Spokesman Tory Mazzola said Everett has shown increases over the past four weeks using the metrics of cases per 100,000 people. Over the past seven days (Sept. 2-7), the numbers of new cases per day were 6, 8, 6, 19, 11, 9 and 8.

He said over the past four weeks Everett has increased from 11.2 to 15.9 cases per 100,000 residents. Meanwhile, Chelsea has gone from 19.2 to 29.9 per 100,000 residents. For Chelsea, in the last week of August, there were 64 new cases reported, down from previous weeks. The statewide average is 4.2 per 100,000 residents. A community is in the ‘red’ if they exceed 8 per 100,000.

“Census data is used for all of our public health reporting metrics, and monitoring cases per 100,000 residents is a widely used metric by public health experts,” he said. “Working collaboratively, reversing these trends and supporting individuals who test positive must be our focus, and the CEIT is working closely with local leaders in each municipality to identify and implement strategies unique to each community.

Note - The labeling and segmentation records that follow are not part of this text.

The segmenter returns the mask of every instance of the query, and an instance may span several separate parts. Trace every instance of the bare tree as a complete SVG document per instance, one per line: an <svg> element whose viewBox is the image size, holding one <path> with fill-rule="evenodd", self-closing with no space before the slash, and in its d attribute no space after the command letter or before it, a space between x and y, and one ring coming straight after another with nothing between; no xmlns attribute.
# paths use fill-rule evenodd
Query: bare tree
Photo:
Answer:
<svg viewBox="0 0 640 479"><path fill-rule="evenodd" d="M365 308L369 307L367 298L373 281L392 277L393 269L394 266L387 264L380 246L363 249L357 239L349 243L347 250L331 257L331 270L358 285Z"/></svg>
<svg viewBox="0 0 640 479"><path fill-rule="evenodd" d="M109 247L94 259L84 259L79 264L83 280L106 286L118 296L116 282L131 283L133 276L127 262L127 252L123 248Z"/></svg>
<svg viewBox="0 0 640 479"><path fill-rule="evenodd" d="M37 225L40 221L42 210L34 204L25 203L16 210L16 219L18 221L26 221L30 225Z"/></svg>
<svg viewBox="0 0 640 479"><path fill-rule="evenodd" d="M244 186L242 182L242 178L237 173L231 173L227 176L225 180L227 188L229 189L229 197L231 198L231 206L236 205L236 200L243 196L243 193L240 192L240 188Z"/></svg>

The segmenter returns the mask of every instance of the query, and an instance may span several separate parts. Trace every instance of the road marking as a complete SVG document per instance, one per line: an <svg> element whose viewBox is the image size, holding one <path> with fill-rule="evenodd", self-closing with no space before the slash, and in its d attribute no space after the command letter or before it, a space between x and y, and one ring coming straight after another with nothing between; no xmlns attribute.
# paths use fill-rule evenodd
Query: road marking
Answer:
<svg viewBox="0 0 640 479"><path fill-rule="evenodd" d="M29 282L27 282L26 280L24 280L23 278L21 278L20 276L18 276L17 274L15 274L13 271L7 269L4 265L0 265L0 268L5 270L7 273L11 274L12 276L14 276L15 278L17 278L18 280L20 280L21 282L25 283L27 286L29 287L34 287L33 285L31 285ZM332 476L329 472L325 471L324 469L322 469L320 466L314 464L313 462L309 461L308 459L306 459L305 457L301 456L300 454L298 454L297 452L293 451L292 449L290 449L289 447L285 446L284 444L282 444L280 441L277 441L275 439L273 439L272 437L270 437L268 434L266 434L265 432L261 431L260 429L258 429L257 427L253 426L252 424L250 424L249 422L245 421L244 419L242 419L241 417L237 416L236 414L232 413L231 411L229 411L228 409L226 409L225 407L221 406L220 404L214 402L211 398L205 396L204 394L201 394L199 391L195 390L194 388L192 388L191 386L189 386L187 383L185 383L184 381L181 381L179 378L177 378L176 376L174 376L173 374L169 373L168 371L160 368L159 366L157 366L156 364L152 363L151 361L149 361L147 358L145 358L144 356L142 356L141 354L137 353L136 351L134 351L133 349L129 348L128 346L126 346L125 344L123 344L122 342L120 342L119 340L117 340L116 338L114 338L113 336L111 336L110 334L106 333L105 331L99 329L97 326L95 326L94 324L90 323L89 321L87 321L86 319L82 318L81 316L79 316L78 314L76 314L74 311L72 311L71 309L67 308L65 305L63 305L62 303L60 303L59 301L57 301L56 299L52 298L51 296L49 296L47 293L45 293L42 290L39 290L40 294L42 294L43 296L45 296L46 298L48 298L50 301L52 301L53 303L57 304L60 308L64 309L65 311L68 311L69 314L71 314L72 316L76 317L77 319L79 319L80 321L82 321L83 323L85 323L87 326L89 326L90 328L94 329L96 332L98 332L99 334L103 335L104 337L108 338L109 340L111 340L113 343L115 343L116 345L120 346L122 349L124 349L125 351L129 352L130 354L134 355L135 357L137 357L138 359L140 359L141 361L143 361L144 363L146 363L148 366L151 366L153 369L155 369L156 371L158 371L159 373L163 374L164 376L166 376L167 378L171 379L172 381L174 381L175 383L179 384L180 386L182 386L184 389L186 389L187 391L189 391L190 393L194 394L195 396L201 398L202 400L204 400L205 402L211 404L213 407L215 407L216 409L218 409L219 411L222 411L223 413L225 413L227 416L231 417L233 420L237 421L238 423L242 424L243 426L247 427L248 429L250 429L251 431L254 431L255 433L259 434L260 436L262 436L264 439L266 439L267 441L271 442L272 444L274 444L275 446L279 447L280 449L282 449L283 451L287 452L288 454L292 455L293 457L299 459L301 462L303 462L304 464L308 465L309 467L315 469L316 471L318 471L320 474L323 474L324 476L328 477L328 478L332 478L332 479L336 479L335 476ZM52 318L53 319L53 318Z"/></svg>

“These localized plans take into account much more than the daily case rate, such as positive test rate, age group positive tests and contact tracing analysis, in determining the best way to deploy resources and stop the spread,” he continued. “It remains critical, however, that we focus on areas with persistent or increasing trends as the priority.”

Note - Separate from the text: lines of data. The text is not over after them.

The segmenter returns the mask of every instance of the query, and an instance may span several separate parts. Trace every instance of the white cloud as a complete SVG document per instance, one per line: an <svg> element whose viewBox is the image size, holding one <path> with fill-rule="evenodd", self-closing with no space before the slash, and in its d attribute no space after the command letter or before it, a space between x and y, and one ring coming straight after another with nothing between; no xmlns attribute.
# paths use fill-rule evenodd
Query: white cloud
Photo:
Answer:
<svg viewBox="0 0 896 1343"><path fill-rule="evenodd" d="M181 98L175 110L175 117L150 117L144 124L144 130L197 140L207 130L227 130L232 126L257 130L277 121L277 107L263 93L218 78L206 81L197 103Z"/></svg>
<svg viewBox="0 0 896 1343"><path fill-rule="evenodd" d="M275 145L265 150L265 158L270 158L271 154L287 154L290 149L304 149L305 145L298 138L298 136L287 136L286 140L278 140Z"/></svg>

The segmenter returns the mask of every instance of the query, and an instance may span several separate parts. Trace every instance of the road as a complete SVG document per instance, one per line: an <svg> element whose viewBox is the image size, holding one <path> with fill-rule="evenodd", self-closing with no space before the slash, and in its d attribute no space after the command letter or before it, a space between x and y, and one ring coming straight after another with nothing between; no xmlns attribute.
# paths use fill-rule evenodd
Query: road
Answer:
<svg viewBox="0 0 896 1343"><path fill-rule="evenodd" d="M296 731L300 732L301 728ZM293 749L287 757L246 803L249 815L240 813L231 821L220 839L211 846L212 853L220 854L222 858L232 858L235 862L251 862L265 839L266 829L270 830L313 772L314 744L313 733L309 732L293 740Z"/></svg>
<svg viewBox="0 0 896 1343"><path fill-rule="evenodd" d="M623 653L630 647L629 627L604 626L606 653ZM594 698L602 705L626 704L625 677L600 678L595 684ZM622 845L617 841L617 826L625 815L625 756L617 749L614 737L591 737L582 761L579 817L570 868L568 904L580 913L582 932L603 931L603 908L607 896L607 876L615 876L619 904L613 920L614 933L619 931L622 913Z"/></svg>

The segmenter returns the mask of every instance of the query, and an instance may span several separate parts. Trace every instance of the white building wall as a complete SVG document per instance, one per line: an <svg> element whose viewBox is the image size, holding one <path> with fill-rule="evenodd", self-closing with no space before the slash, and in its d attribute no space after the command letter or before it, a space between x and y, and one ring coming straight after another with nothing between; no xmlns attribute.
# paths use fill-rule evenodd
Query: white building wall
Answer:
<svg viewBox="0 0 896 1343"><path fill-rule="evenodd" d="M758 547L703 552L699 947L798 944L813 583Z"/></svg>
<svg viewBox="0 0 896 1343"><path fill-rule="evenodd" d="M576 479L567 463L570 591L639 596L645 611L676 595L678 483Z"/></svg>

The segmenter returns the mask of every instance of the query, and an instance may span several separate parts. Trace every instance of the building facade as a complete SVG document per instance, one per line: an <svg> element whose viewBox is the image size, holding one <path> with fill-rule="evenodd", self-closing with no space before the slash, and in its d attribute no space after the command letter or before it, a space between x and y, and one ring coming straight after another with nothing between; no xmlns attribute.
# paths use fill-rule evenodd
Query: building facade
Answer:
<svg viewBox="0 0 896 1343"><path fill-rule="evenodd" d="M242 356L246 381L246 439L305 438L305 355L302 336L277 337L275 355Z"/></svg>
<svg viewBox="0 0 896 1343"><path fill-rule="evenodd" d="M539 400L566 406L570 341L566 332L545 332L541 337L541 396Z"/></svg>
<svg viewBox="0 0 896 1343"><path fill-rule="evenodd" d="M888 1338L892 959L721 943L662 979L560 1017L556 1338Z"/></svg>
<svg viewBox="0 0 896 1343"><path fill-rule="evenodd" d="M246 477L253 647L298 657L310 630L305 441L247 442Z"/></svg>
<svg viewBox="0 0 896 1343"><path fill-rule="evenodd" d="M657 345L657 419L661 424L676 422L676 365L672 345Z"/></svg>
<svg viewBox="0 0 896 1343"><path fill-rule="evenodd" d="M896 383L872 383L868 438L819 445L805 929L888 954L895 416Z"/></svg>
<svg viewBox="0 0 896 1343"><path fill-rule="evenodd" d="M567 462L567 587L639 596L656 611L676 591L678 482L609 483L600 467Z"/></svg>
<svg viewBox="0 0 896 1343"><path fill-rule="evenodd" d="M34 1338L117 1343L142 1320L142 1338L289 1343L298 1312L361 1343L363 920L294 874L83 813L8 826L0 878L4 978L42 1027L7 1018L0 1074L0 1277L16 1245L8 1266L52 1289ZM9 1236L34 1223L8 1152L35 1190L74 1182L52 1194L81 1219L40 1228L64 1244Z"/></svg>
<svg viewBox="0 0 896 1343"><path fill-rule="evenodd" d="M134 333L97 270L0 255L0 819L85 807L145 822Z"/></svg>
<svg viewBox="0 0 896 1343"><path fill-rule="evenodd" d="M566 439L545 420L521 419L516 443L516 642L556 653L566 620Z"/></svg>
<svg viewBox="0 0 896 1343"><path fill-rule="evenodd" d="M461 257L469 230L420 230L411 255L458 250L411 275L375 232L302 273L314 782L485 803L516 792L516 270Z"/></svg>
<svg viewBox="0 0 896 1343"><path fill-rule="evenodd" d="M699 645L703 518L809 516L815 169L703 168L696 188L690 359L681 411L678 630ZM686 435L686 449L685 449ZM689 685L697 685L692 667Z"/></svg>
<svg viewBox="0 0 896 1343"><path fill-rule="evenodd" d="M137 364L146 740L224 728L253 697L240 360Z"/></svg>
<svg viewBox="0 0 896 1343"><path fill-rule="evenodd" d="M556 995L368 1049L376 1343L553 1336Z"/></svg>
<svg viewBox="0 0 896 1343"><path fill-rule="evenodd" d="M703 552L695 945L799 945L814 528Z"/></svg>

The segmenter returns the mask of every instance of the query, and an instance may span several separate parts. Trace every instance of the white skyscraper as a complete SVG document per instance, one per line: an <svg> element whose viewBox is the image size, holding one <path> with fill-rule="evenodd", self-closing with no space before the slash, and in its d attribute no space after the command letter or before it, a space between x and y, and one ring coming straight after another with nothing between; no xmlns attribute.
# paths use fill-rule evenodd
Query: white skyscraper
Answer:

For the color coding of communities, the state uses average daily case rate per 100,000 residents. The state said average daily case rates are one of the most effective measures, which is why it is the focus of the community-level data reporting, and the sequencing and color-coding provide a way to help communicate with the general public and local officials, especially since we know many people are fatigued with wearing masks and social distancing, the state said.

He said on rare occasions, they do see anomalies like in a small town where there are several cases in one household and it makes the daily incidence rate jump very high suddenly. He said they balance that, and the mayor’s concerns, by working with local communities to understand what’s going on at the ground level.

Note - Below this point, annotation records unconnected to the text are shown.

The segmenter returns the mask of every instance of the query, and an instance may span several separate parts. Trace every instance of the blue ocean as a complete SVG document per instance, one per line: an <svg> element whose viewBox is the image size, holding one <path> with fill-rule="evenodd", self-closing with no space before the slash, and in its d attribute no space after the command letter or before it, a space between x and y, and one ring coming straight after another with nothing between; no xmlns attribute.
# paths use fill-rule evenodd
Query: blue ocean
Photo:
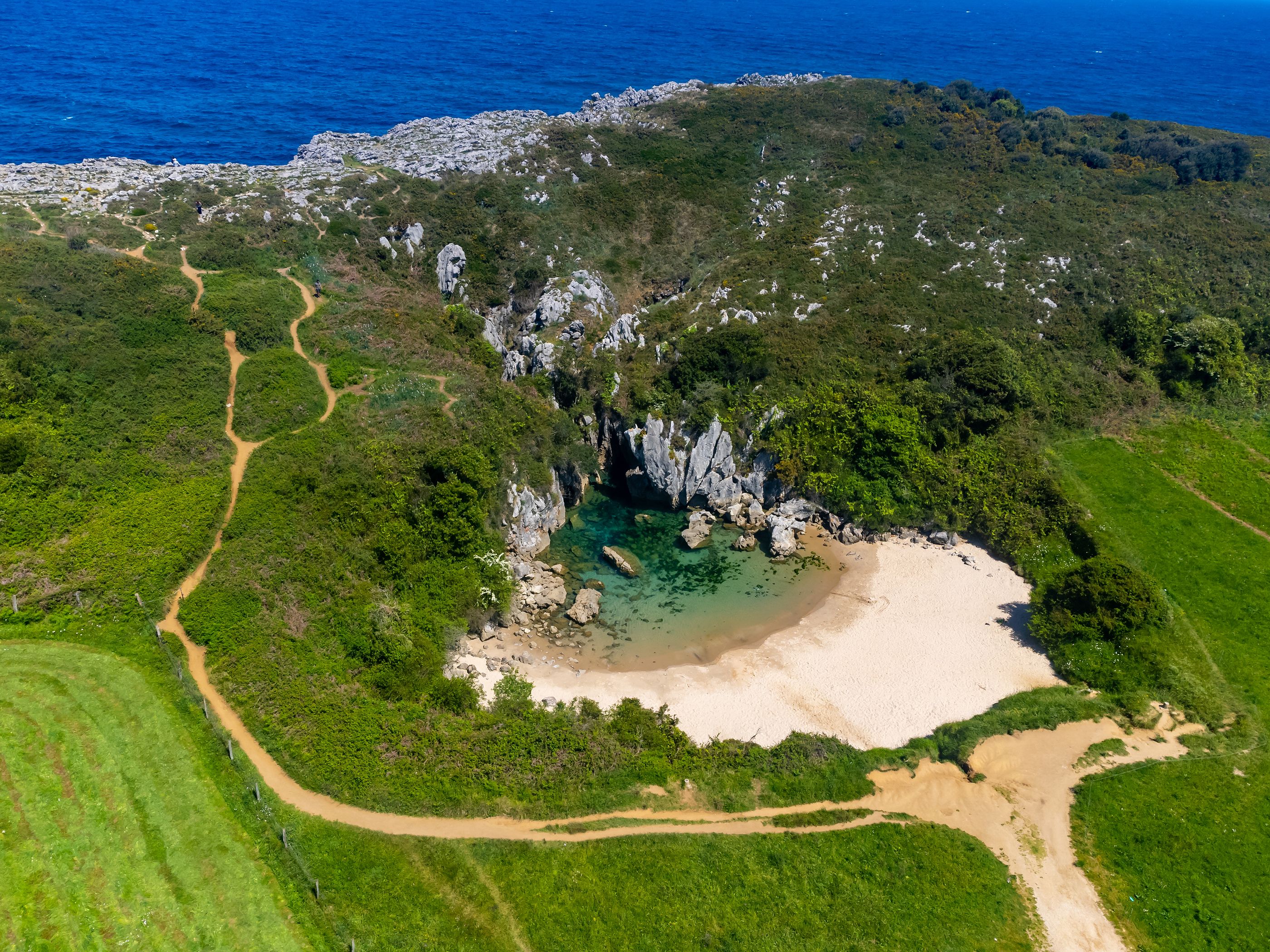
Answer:
<svg viewBox="0 0 1270 952"><path fill-rule="evenodd" d="M1270 1L0 0L0 161L283 162L325 129L744 72L1270 133Z"/></svg>

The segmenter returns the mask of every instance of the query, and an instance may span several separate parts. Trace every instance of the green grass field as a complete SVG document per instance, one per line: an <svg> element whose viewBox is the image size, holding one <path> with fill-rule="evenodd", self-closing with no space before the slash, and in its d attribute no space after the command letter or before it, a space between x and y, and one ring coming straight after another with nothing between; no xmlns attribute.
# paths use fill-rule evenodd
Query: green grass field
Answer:
<svg viewBox="0 0 1270 952"><path fill-rule="evenodd" d="M1005 867L940 826L547 845L384 836L257 802L132 626L0 638L20 632L135 661L0 640L14 948L1031 948Z"/></svg>
<svg viewBox="0 0 1270 952"><path fill-rule="evenodd" d="M541 844L287 824L358 949L1033 947L1006 868L942 826Z"/></svg>
<svg viewBox="0 0 1270 952"><path fill-rule="evenodd" d="M121 659L0 642L0 944L310 947L190 748Z"/></svg>
<svg viewBox="0 0 1270 952"><path fill-rule="evenodd" d="M1199 440L1187 444L1187 433L1204 435L1209 448ZM1060 448L1071 489L1092 512L1100 545L1161 580L1253 713L1250 724L1236 725L1229 739L1214 744L1209 759L1114 770L1078 788L1077 850L1130 947L1142 949L1270 947L1270 758L1264 739L1270 542L1157 468L1161 456L1204 458L1212 447L1226 456L1236 452L1229 446L1213 430L1175 428L1158 456L1140 446L1129 452L1109 439ZM1240 470L1215 472L1220 481L1208 476L1208 490L1220 486L1227 499L1247 500L1240 512L1250 518L1262 493L1260 477L1241 482Z"/></svg>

Ambrosino said the ‘red’ designation is a good reminder to residents to be safe and take precautions.

“I don’t think I feel our community is stigmatized,” he said. “I think the red is a message to residents that the virus is here and we need to be diligent. There is no complacency allowed here. It is a legitimate concern we’re raising though. Under this kind of metric, some cities – Everett and Chelsea and probably Revere – will never get out of the red.”

As part of the CEIT effort by the state, the plan is built around the message of ‘You have the power to save a life,’ and it will be used encourage social distancing and wearing masks. The campaign will be in English, Portuguese, Spanish, Haitian Creole, Vietnamese, Arabic and other languages commonly used in the specific communities.

This targeted initiative includes regular meetings with local leadership to understand residential and business activities contributing to trends, an even greater level of state focus to stop the spread and a new public messaging campaign.

The goal of the public messaging campaign is to ensure residents know they live in a high-risk community and reiterate the importance of wearing a mask and other best practices to stop the spread. There is also a new website debuted for the effort at Mass.gov/StopCOVID19.